The bench headed by Justice P Sathasivam posted the matter for hearing on Monday and asked the Centre to respond to the Pakistani microbiologist's plea by then.
The eighty-year-old ailing Pakistani scientist had been granted bail on April 9. Held guilty in a 20-year-old murder case, he had been serving life term in a Rajasthan's Ajmer jail.
The apex court had granted bail to Chisti on humanitarian grounds, considering his old age and the fact that he has been in India since 1992 after a murder case was lodged against him when he came to visit Ajmer to see his ailing mother.
Chisti had come to see his mother in 1992 when he got embroiled in a brawl, and, in the ensuing melee, one of his neighbours was shot dead while his nephew got injured.
Born in Ajmer to a prosperous family of caretakers of the Khwaja Moinuddin Chisti shrine, Chisti was studying in Pakistan at the time of partition in 1947 and chose to stay there.
“We are satisfied that a case is made out for enlargement on bail,” the bench had said while directing his release of Chisti from jail.
The bench, which had granted bail to Chisti on humanitarian ground had also acceded to consider his plea to let him return to Karachi and had asked him to file a separate application for it.
“You file another application and then mention these things that you want to go to your native country and we would consider,” the bench had said when senior advocate U U Lalit, appearing for Chisti, submitted that he should at least be allowed to live in Delhi.
Chisti's plea to stay in the national Capital was opposed by the Rajasthan government which said the visa issued to him only permitted his stay in Ajmer and nearby areas.

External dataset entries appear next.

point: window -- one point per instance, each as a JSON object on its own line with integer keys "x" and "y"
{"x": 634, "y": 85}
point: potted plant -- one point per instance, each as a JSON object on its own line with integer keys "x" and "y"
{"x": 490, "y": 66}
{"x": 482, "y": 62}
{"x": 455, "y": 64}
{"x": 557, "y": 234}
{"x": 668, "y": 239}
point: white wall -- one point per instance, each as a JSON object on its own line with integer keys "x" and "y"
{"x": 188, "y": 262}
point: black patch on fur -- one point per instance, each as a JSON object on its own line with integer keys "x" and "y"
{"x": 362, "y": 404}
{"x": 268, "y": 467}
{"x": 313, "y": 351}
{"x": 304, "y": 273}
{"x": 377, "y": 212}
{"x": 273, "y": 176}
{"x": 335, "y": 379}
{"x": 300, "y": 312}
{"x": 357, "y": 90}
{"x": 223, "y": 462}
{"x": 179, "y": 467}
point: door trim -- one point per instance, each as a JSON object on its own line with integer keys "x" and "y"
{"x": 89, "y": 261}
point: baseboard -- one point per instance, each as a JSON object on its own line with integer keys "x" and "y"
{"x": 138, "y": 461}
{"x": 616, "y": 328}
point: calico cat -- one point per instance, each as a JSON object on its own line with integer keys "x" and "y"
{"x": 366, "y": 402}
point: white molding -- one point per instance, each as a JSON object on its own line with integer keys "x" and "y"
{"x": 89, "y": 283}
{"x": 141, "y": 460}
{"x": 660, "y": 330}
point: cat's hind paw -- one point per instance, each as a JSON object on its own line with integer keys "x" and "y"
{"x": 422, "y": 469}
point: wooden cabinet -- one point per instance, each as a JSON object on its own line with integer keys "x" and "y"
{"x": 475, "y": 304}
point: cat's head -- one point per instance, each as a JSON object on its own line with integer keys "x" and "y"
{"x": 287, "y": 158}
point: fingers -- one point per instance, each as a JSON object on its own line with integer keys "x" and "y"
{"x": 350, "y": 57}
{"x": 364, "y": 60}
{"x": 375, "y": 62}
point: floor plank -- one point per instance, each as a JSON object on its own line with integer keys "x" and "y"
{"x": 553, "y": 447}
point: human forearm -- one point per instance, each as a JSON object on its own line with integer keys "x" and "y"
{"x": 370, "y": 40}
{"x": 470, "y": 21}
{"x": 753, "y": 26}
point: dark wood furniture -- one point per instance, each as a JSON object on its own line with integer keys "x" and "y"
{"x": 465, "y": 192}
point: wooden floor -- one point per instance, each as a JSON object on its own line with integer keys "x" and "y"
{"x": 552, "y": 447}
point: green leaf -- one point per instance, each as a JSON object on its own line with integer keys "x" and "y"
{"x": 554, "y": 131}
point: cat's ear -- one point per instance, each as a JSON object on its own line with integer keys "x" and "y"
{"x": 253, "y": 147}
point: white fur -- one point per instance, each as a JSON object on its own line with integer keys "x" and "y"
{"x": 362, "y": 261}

The court had then asked Chisti not to leave Ajmer till further orders.
After a prolonged trial that stretched for 18 years, Chisti was held guilty in the murder case and was awarded life sentence on January 31 last year by an Ajmer sessions court.
He had earlier been also granted bail by the sessions court during the trial but was ordered not to leave Ajmer. He was re-arrested to serve the sentence after he was convicted.
Chisti, who suffers from heart, hearing and other ailments, had lived in his brother's poultry farm till his conviction.
His case came to light when Justice Markandeya Katju, the then Supreme Court judge, wrote to Prime Minister Manmohan Singh urging that the Pakistani national be pardoned on humanitarian grounds.
An eminent professor of virology in Karachi Medical College, Chisti holds a PhD from Edinburgh University.